食の視点 これでメニューは大丈夫(6) 女性を狙え
◎目立ちたがり◎
「気をつけよう、甘い言葉と暗い道」という方面の“女性を狙え”ではなくて、フードサービスのターゲット、対象客層として女性を意識しようということだ。ファッションでも、飲食でも、映画・美術の分野でも、現在の流行、トレンドを満喫しているのは女性と子供なのだ。女性や子供の気を引けなければ、新製品の成功はない、と言えるほどなのだ。
女性は目につくものしか購入しない。目につくものの条件とは? 第一にパッケージなど外見の美しい目立つもの、可愛いもの。次が得なもの。
そして、いつもより安いとか、量が多くなっているとか、おまけが付いているなどの表示がついたもの。
最後に、知っているもの。マスコミ、テレビで宣伝していた、新聞の広告で見た、だれかが良いと言っていた‐‐などである。
◎反射神経◎
目につくものを、ほとんど反射的に買い求めてしまう女性の購買行動を、男性から見れば衝動買いというのだろうが、女性の中には家庭、自分、家族など守らなければならないものがたくさんあって、その守る意識の一つがこうした反射的購買行動につながるように思える。
というような心理学的背景説明はどうでもいいとして、現在の主要な対象顧客に女性をしっかりと入れておくこと、また女性の物を買う動機が、こうしたことからくるということを認識しておくと、メニュー開発に役に立つのだ。
料理内容だけでなく、メニュー表のデザインとか、盛付け、皿やフォークナイフの選定などにも役に立つ。
マーケティングだのマケットリサーチだのが、製造業の新製品開発のヒントになっていることはよく知られているが、メニュー開発も同じことだ。
お客の志向・好みを知らなくては、何もできない。と同時に、お客の購買の動機、レストランへの来店の動機を深く考えることも必要だ。
◎敵を知る◎
お客様は、決してフードサービスの店舗の敵ではないが、攻略すべき対象ではある。自分の店がどのような顧客を対象としているのか、あるいは、しようとしているのかをはっきりと知っておかないと、確実なメニューの開発はできない。対象をしっかりと決めて、その対象となる顧客のあらゆる性格を調べるのだ。
顧客の性格とは、どのような料理を食べたいと思っているのか、また外食頻度、外食傾向が最初にくることは間違いないが、次に職業、収入とか、家族構成、ライフスタイル、趣味などがくる。
これらを知ることによって、どの時間帯で、どれくらいの値段の、どのような料理を、どのようなスタイルとお店の雰囲気で出せば良いのかを想像することができる。
例えば、デザイナーやプランナーなどのように自由業に近い職業の住民あるいは通勤人の多い地域では、ちょっとファッショナブルに決めたヌーベル・ジャボネーゼのメニューが良いかもしれない。こうした人達は、グルメ情報にも詳しく、トレンドに乗ることに違和感を感じない。また、それなりの収入もあり、外食頻度もかなり高い。
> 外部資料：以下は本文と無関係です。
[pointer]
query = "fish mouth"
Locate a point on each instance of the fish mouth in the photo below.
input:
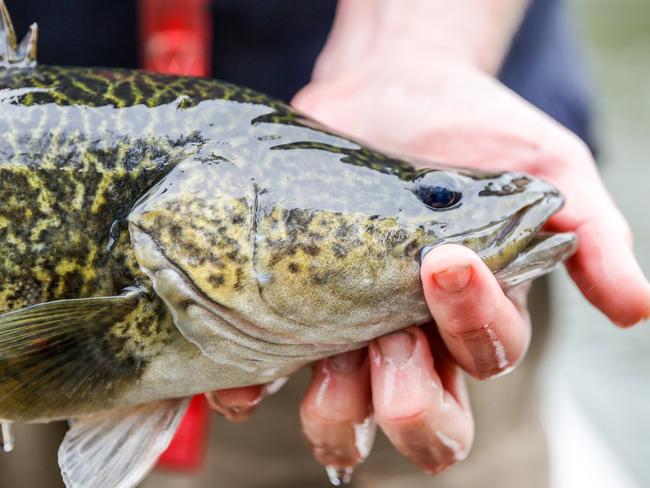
(521, 251)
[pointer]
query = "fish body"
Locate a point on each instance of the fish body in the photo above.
(162, 236)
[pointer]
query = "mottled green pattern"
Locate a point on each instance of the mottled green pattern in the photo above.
(271, 241)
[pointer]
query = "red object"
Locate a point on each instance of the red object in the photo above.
(187, 449)
(176, 38)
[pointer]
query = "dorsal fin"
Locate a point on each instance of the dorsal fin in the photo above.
(13, 54)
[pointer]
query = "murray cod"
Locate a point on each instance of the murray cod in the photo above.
(162, 236)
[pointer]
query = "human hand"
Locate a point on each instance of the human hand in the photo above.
(449, 110)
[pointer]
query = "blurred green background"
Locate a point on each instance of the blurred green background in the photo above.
(608, 370)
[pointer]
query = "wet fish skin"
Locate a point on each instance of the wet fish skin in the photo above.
(238, 239)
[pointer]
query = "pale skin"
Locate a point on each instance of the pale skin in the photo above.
(416, 78)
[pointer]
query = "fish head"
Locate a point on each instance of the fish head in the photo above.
(325, 259)
(500, 216)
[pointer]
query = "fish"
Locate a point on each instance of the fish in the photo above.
(163, 236)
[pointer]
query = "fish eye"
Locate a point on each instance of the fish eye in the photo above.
(438, 190)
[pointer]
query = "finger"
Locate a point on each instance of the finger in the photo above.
(483, 330)
(236, 404)
(604, 267)
(336, 409)
(420, 403)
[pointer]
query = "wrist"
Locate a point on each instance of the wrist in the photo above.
(474, 32)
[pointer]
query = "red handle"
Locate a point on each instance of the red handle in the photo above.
(176, 36)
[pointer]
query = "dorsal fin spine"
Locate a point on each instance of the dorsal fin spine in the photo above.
(12, 54)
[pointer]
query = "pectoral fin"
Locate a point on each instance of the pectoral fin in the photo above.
(65, 358)
(117, 449)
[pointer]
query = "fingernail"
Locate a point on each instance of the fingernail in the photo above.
(396, 349)
(348, 362)
(454, 279)
(339, 476)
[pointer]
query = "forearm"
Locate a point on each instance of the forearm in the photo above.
(479, 31)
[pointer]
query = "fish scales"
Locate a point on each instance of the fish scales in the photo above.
(256, 239)
(162, 236)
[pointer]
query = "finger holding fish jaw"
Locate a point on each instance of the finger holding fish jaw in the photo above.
(486, 331)
(420, 399)
(408, 385)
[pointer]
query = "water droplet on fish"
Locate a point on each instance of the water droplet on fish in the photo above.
(7, 437)
(364, 437)
(339, 476)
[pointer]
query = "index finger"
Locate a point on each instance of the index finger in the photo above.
(604, 266)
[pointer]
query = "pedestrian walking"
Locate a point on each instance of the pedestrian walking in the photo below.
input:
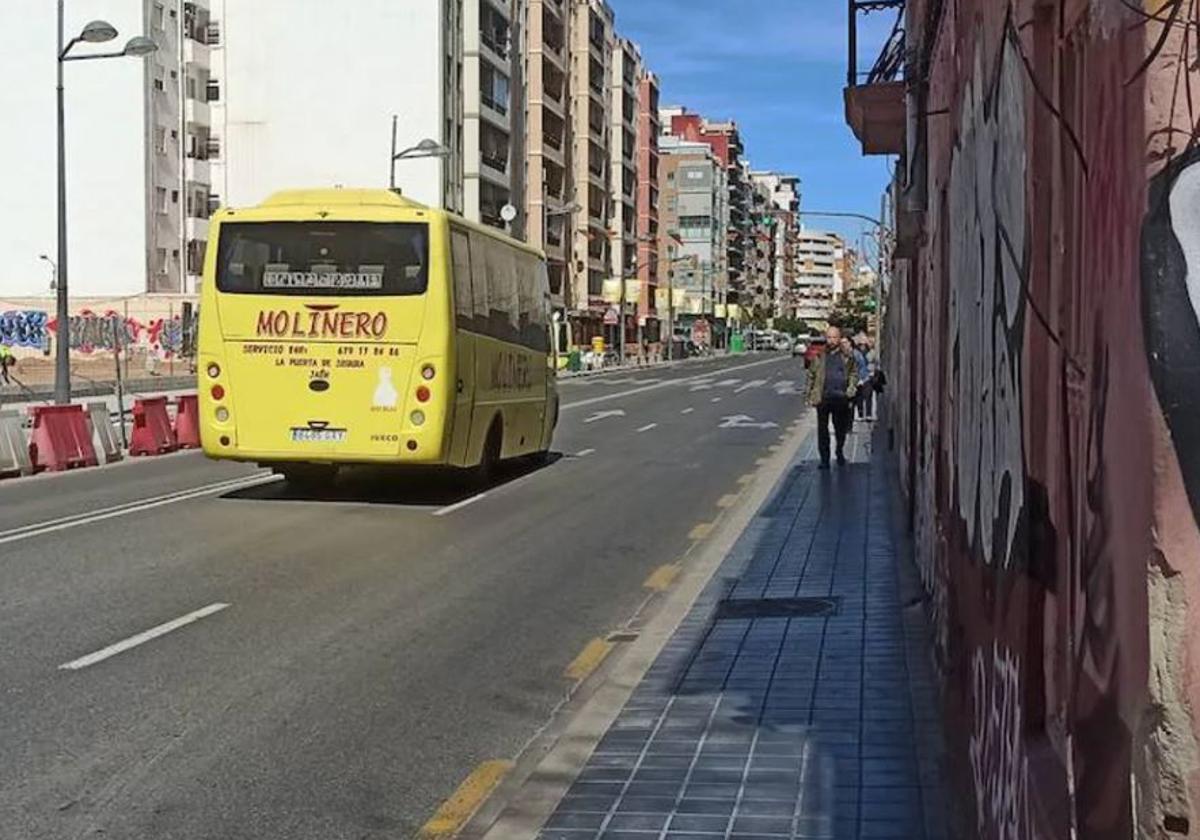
(833, 382)
(6, 360)
(869, 363)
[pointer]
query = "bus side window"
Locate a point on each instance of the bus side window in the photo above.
(504, 299)
(463, 295)
(480, 282)
(527, 288)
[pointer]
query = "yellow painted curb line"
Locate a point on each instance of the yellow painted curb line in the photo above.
(663, 577)
(455, 811)
(589, 660)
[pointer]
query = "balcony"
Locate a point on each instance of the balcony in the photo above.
(196, 53)
(875, 102)
(196, 112)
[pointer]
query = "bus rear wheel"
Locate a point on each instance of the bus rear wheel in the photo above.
(307, 477)
(485, 473)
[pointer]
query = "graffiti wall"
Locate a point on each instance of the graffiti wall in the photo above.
(160, 325)
(1044, 347)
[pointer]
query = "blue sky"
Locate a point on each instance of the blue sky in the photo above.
(778, 67)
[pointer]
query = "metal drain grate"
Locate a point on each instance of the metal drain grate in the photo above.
(778, 607)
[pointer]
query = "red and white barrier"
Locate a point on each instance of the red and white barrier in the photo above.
(187, 421)
(153, 433)
(61, 438)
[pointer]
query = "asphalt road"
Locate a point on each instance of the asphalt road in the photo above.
(352, 658)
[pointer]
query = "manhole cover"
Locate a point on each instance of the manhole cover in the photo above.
(778, 607)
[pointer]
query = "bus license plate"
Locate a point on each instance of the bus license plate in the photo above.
(318, 435)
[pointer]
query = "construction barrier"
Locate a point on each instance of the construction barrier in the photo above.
(153, 433)
(13, 445)
(187, 421)
(103, 435)
(61, 438)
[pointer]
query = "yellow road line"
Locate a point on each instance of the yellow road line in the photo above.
(582, 666)
(663, 577)
(701, 531)
(455, 811)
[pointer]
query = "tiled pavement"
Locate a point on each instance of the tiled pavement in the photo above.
(793, 701)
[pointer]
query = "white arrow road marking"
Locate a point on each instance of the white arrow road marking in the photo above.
(745, 421)
(142, 637)
(605, 415)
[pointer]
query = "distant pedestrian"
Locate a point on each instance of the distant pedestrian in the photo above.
(833, 382)
(869, 363)
(6, 360)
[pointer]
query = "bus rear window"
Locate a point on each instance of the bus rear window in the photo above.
(323, 258)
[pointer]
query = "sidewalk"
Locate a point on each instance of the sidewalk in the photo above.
(796, 699)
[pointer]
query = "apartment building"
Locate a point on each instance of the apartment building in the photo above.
(781, 207)
(444, 69)
(725, 141)
(649, 316)
(694, 195)
(819, 282)
(549, 184)
(622, 288)
(137, 151)
(493, 112)
(589, 61)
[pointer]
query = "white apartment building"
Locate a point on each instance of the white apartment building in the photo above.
(138, 149)
(820, 257)
(315, 109)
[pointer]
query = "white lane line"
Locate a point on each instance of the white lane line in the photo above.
(460, 505)
(52, 526)
(142, 637)
(688, 381)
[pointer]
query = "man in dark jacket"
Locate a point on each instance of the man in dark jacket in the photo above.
(833, 382)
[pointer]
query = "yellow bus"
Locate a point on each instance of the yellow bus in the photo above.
(353, 327)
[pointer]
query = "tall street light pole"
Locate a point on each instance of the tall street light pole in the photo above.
(426, 148)
(97, 31)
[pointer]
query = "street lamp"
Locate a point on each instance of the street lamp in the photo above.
(96, 31)
(54, 270)
(426, 148)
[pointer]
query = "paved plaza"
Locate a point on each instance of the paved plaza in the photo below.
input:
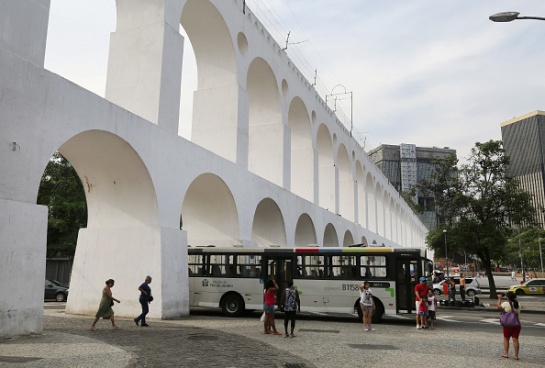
(217, 341)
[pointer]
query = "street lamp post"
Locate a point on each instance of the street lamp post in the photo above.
(521, 259)
(539, 242)
(510, 16)
(446, 254)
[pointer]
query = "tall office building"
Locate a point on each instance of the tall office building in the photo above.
(524, 142)
(406, 165)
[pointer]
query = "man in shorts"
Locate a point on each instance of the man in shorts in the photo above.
(420, 290)
(432, 308)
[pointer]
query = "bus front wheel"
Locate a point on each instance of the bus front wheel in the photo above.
(232, 305)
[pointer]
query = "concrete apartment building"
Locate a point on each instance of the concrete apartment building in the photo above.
(524, 142)
(405, 165)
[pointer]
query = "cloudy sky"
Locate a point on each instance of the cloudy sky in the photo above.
(428, 72)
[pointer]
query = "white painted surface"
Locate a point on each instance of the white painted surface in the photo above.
(140, 177)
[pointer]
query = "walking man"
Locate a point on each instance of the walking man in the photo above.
(463, 287)
(420, 290)
(145, 299)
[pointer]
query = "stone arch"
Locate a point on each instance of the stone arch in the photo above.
(265, 131)
(390, 218)
(330, 236)
(122, 213)
(346, 184)
(302, 152)
(348, 238)
(268, 225)
(326, 169)
(360, 190)
(380, 209)
(305, 232)
(215, 103)
(209, 213)
(117, 185)
(371, 204)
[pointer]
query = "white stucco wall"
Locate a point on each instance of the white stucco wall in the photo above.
(142, 181)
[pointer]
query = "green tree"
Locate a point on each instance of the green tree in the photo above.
(479, 206)
(62, 192)
(530, 238)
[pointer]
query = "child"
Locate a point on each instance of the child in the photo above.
(423, 312)
(432, 307)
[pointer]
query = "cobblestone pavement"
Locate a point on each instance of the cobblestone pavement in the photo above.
(68, 342)
(216, 341)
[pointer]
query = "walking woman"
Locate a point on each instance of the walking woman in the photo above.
(367, 305)
(510, 332)
(269, 302)
(105, 308)
(292, 305)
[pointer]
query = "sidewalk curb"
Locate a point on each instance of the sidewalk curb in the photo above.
(488, 309)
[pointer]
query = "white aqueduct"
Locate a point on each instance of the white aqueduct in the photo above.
(268, 163)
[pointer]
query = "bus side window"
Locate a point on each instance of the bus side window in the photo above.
(216, 271)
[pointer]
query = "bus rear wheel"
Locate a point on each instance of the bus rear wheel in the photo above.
(377, 314)
(232, 305)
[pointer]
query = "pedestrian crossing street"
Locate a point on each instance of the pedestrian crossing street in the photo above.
(456, 319)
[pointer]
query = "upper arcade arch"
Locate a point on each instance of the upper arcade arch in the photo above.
(117, 184)
(215, 125)
(266, 130)
(209, 213)
(305, 232)
(268, 224)
(330, 236)
(346, 184)
(302, 152)
(326, 169)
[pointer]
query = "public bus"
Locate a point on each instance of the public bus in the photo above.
(327, 279)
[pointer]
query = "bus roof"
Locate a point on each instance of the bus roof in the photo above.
(316, 250)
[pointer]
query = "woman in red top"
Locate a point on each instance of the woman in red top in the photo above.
(269, 302)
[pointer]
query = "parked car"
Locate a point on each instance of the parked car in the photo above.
(54, 290)
(472, 286)
(534, 286)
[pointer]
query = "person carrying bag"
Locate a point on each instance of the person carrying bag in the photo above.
(509, 319)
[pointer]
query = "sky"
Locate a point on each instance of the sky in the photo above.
(425, 72)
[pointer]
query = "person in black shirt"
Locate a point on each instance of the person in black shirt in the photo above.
(145, 299)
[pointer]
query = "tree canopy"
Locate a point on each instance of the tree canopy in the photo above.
(477, 204)
(62, 192)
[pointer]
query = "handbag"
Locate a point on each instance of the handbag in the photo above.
(509, 319)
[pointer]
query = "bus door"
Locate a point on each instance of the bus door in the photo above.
(279, 268)
(406, 274)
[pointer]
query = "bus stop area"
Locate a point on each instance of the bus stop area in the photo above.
(216, 341)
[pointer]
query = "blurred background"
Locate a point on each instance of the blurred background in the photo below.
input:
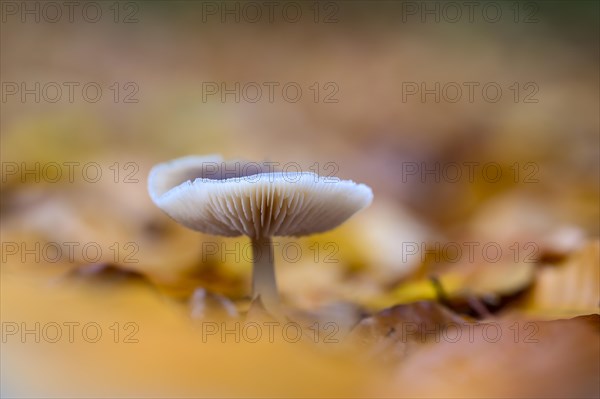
(471, 123)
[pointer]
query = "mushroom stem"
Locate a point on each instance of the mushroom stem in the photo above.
(264, 283)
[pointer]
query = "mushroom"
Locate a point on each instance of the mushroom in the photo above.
(234, 198)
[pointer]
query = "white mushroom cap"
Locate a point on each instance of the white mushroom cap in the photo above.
(198, 192)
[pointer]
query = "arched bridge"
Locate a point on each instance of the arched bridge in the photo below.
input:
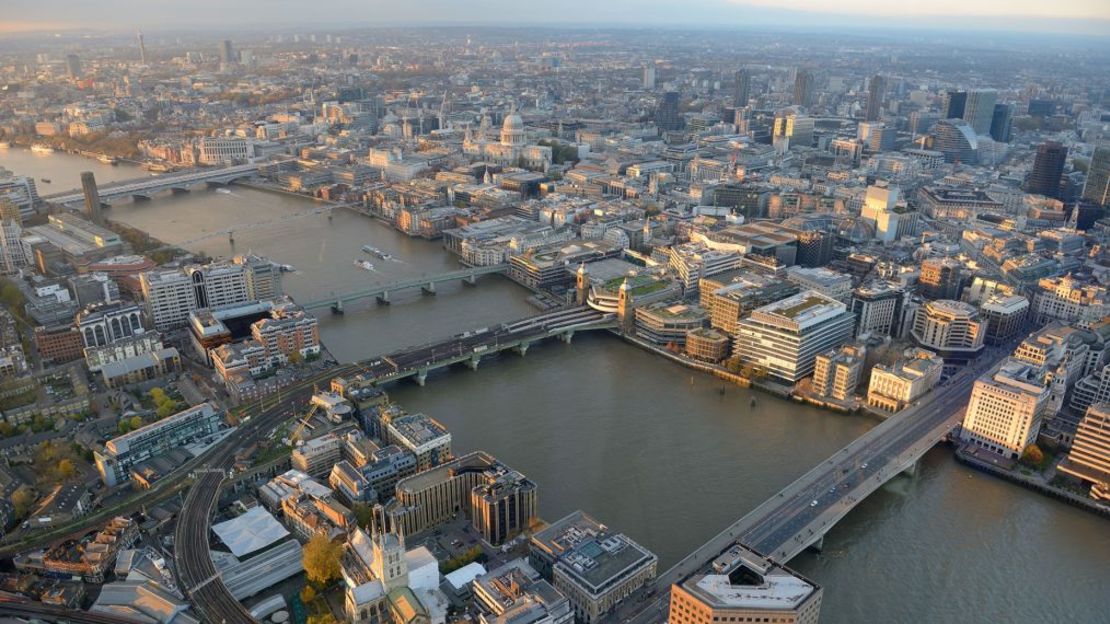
(426, 283)
(144, 188)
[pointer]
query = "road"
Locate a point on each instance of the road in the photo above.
(168, 486)
(474, 343)
(144, 184)
(197, 575)
(801, 513)
(39, 612)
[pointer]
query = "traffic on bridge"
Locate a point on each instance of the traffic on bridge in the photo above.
(155, 183)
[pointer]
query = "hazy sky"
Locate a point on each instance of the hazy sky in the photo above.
(1091, 17)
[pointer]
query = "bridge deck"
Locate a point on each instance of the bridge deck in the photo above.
(404, 284)
(152, 183)
(474, 344)
(790, 521)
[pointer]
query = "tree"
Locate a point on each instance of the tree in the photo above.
(308, 594)
(158, 395)
(322, 560)
(22, 500)
(67, 469)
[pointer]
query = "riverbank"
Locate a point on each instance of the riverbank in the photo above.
(704, 366)
(972, 460)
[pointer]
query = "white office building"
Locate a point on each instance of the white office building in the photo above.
(1005, 411)
(785, 338)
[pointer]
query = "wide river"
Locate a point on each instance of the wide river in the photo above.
(667, 455)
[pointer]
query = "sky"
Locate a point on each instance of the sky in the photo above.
(1087, 17)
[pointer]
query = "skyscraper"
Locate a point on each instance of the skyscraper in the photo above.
(73, 66)
(805, 88)
(11, 230)
(876, 90)
(1097, 188)
(1048, 168)
(743, 92)
(956, 140)
(955, 102)
(142, 49)
(226, 52)
(979, 110)
(1001, 123)
(91, 197)
(666, 112)
(941, 278)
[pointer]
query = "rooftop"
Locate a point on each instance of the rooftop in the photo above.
(750, 581)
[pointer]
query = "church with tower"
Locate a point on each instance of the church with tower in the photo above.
(387, 584)
(512, 150)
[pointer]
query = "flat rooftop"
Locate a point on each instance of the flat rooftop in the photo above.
(805, 308)
(750, 581)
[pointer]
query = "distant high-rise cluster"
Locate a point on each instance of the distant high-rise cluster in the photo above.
(876, 91)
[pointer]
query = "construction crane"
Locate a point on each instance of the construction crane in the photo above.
(303, 422)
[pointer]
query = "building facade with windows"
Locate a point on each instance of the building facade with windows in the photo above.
(785, 338)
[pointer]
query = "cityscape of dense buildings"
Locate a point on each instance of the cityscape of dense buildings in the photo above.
(910, 231)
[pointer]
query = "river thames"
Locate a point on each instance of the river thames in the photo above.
(663, 453)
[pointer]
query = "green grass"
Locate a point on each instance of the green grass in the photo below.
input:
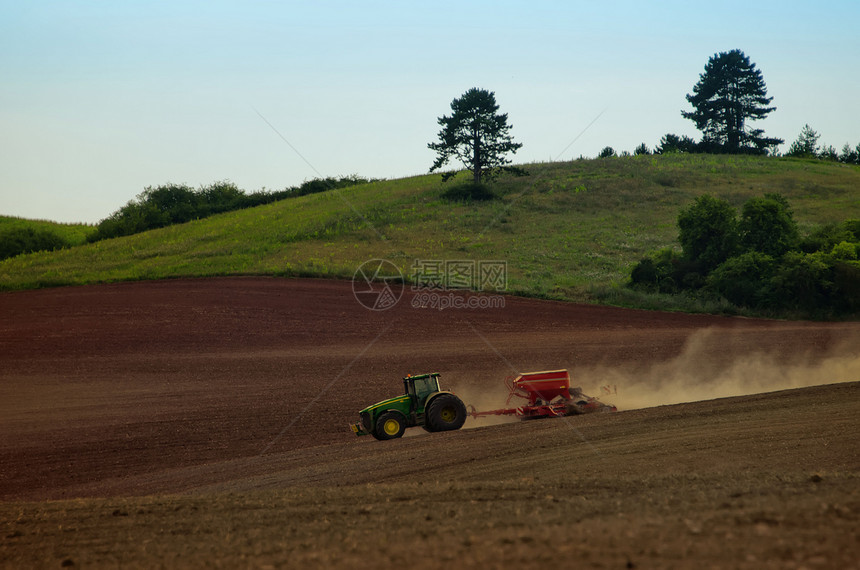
(570, 230)
(74, 234)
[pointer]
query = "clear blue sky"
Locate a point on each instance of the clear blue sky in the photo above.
(100, 99)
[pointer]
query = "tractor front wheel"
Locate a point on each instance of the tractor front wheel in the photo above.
(445, 413)
(390, 425)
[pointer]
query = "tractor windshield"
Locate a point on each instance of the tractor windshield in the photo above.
(425, 386)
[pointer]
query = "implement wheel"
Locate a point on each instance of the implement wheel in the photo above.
(390, 425)
(445, 413)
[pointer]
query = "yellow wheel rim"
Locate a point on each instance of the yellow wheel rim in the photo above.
(391, 427)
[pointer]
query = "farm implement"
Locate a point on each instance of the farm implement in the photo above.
(547, 394)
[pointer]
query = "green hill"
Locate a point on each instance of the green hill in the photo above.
(74, 234)
(569, 230)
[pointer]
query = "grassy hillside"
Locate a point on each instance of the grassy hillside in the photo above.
(73, 233)
(568, 230)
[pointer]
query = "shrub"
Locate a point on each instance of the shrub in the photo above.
(744, 280)
(607, 152)
(803, 281)
(708, 232)
(767, 225)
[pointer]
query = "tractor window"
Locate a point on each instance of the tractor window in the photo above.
(426, 386)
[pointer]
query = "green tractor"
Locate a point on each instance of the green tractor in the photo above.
(424, 404)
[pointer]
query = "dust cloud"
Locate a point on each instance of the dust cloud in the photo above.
(475, 394)
(699, 374)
ヘルシー、美しい器、少量を種類多く、などはまさにトレンドであり、彼らの満足を確かに捉らえることになる。もっとも、価格設定を間違えても、またその土地の性格を誤解してもいけない。
夜間の人通りの少ない場所でディナー専門のメニューを勢揃えさせても仕方ない。デザイナーの卵だからといっても、収入はそれほど多くはない。そこへコースで八〇〇〇円もするようなメニューを出しても、これまたしょうがない。
◎自分を知る◎
しかし、相手のことばかり知ってもまた片手落ちで、再三にわたって言うことになると思うが、自分のできることとできないこと、しても良いこと、してはならないことをきちんと整理して、確認しておかなければならない。つまり敵を知り、己を知るのだ。
これをやっておかないと、ひどい失敗を何回も繰り返すことになる。